Located in Danyang, deep in the Mt. Sobaek in North Chungcheong Province, Handemy, along with Togomi in Gangwon Province, offers diverse programs for city dwellers to experience farming life and eco-friendly agriculture. The village was largely reactivated by Chung Moon-chan, a resident by birth who had moved to the city only to return to the village in 1978 to bring an active farming community. But after the failure of his business in breeding chickens, he left for Busan and then made a second return to the village in 1998. This time his efforts began to work.

He set off with a vision of creating an environmentally sustainable eco-village and began organic farming, devised programs that could create links between the city and the countryside. He began farming with the aid of mud snails in 2003 and within a few years, all the farmers in the village followed his method. Afterwards, his organic farming quickly became the norm in the village.

Sungmisan (Seongmisan) Village is a rare and unique case as it is located in the heart of Seoul. The village widely engages people who live in the neighborhood of Seongsan-dong, Seogyo-dong, and Mangwon-dong of Mapo-gu who have built a community of shared ideals.

They first gathered for communal childcare. This kind of cooperative childcare system was the very first of its kind back in 1994 in Korea. The communal child-care led to the creation of a school, cafe and even a clothing store. The village brought back the concept of the neighborhood which has been long forgotten in the city surrounded by apartment buildings due to unrestrained individualism.

Sanmaroo Farm of Love located in Buam-dong, central Seoul is another hope for city dwellers. It helps the homeless recuperate by enabling them to engage in such voluntary labor as growing potato, cabbage, radish, cucumber and tomato crops among many other vegetables in the area.

Turning eyes to the U.S., the authors visited the Amish community renowned for their old-fashioned customs in the face of the rapid changes of modern civilization. It is a deeply shared religious group living together to be true to their faith.

People in the community take it as their life’s commitment to live for their religion and for their community, resist all the advances of modernization. They don’t drive cars, don’t use electricity and don’t watch TV. They resist the culture of possessive individualism and consumer fetishism. Their main income derives from farming without using fertilizers or pesticides and instead only with environmentally-friendly farming practices.
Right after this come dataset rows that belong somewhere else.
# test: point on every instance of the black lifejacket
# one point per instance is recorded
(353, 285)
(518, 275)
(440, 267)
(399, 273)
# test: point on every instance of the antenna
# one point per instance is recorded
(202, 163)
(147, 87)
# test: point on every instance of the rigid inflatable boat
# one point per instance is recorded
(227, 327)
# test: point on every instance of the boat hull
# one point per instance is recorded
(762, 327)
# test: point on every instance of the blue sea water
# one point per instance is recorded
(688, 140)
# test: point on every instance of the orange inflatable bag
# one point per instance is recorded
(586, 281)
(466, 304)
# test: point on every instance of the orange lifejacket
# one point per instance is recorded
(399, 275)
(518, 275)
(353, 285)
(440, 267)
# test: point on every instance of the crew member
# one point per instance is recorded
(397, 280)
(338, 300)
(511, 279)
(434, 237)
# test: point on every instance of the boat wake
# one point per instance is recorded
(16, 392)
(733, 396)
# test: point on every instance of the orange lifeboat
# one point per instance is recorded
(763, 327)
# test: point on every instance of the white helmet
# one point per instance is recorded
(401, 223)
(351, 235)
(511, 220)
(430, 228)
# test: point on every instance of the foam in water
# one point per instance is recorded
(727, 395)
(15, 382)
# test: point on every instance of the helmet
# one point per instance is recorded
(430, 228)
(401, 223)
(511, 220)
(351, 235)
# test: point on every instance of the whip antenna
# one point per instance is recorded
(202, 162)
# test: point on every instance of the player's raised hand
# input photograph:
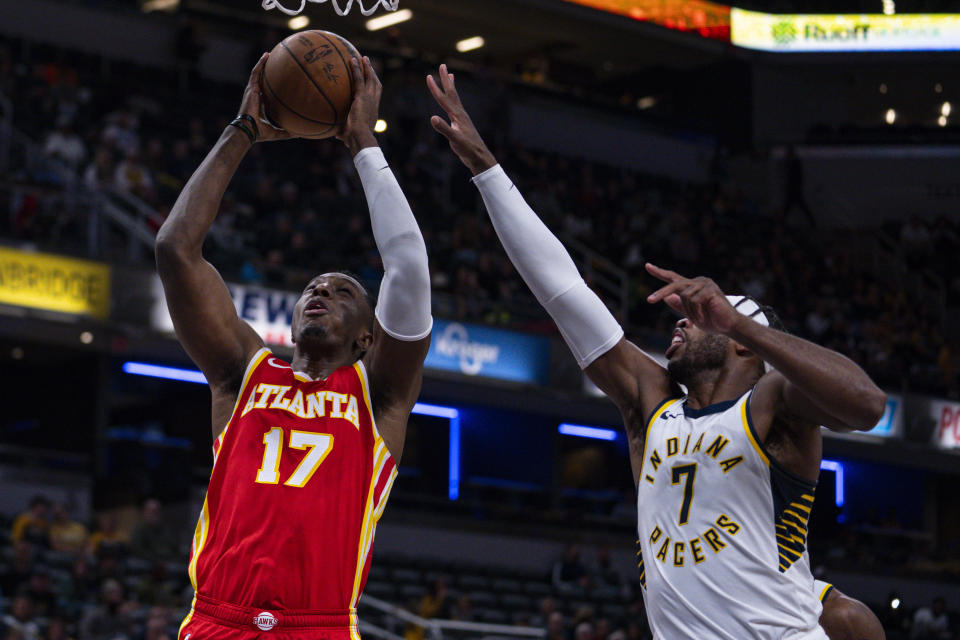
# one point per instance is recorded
(699, 299)
(460, 132)
(252, 105)
(357, 131)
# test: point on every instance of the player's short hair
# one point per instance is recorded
(367, 294)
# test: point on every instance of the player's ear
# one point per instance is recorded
(365, 341)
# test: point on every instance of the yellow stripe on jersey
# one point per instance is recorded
(380, 456)
(199, 539)
(257, 359)
(826, 590)
(749, 430)
(189, 617)
(653, 418)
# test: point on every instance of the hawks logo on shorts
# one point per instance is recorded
(300, 478)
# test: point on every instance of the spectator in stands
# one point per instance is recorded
(555, 627)
(108, 539)
(99, 173)
(569, 570)
(65, 145)
(152, 537)
(463, 610)
(584, 631)
(20, 618)
(133, 177)
(82, 585)
(33, 525)
(39, 589)
(931, 623)
(111, 620)
(18, 570)
(66, 535)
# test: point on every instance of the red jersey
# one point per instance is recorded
(300, 478)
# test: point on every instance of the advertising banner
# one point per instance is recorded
(946, 432)
(54, 283)
(268, 311)
(845, 32)
(492, 353)
(463, 348)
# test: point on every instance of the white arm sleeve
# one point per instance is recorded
(585, 323)
(403, 306)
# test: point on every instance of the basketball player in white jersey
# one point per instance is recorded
(726, 473)
(845, 618)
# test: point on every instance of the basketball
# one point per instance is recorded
(307, 85)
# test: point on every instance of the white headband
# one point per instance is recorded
(751, 309)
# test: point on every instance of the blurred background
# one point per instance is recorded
(808, 160)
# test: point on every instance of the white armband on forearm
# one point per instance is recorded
(403, 306)
(585, 323)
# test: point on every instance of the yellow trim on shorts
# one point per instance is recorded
(748, 428)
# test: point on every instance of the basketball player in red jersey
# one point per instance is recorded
(845, 618)
(305, 452)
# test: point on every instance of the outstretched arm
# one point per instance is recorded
(403, 322)
(204, 317)
(810, 385)
(633, 380)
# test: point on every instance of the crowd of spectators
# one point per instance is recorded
(297, 207)
(59, 581)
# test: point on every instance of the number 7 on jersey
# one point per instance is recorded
(690, 471)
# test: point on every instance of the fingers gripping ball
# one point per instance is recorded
(307, 85)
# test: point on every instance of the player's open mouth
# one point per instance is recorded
(675, 343)
(315, 308)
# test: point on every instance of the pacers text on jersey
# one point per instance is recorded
(318, 404)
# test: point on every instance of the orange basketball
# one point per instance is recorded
(307, 85)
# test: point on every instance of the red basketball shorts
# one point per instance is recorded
(214, 620)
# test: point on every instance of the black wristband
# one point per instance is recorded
(238, 123)
(253, 124)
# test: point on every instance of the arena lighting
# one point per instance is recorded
(159, 5)
(469, 44)
(388, 19)
(298, 22)
(453, 415)
(587, 432)
(169, 373)
(837, 468)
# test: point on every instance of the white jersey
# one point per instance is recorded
(822, 590)
(722, 530)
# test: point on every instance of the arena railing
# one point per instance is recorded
(435, 627)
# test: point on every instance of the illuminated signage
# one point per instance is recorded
(708, 19)
(54, 283)
(492, 353)
(846, 32)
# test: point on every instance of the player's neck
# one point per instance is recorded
(712, 386)
(318, 365)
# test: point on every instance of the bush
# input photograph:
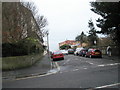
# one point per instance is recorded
(23, 47)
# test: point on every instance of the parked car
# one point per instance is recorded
(83, 52)
(70, 51)
(93, 53)
(65, 52)
(57, 55)
(77, 51)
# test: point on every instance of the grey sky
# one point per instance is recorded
(66, 18)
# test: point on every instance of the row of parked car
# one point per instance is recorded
(85, 52)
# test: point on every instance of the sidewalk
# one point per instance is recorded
(41, 67)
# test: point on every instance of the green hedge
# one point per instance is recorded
(17, 62)
(23, 47)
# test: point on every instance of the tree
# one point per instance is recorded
(92, 37)
(110, 21)
(65, 46)
(82, 38)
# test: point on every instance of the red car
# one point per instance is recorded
(93, 53)
(57, 55)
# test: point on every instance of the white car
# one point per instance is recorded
(65, 52)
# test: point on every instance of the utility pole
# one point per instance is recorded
(48, 44)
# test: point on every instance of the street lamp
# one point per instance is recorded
(47, 33)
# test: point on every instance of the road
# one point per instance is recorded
(73, 72)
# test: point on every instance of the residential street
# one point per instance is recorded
(73, 72)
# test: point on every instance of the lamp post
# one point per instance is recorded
(47, 33)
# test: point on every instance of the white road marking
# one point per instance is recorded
(50, 73)
(75, 69)
(105, 86)
(36, 76)
(66, 61)
(84, 68)
(102, 65)
(89, 62)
Despite the old-fashioned lifestyle, the Amish, which is not about one ethnicity, are growing in number. The number of Amish in the U.S. and Canada was roughly around 165,000 in 2000, the number had grown to 227,000 in 2008 and 249,000 in 2010 as the majority of Amish youth decide to remain within their community to preserve the environment and peace.

The Community Supported Agriculture (CSA) in the Ojai Valley in California is a similar enterprise with a different feel, showing that farmers have built coalitions with consumers and even restaurants to build a new culture and a new sense of co-ownership of the process of producing healthful and delicious fresh food at the local level.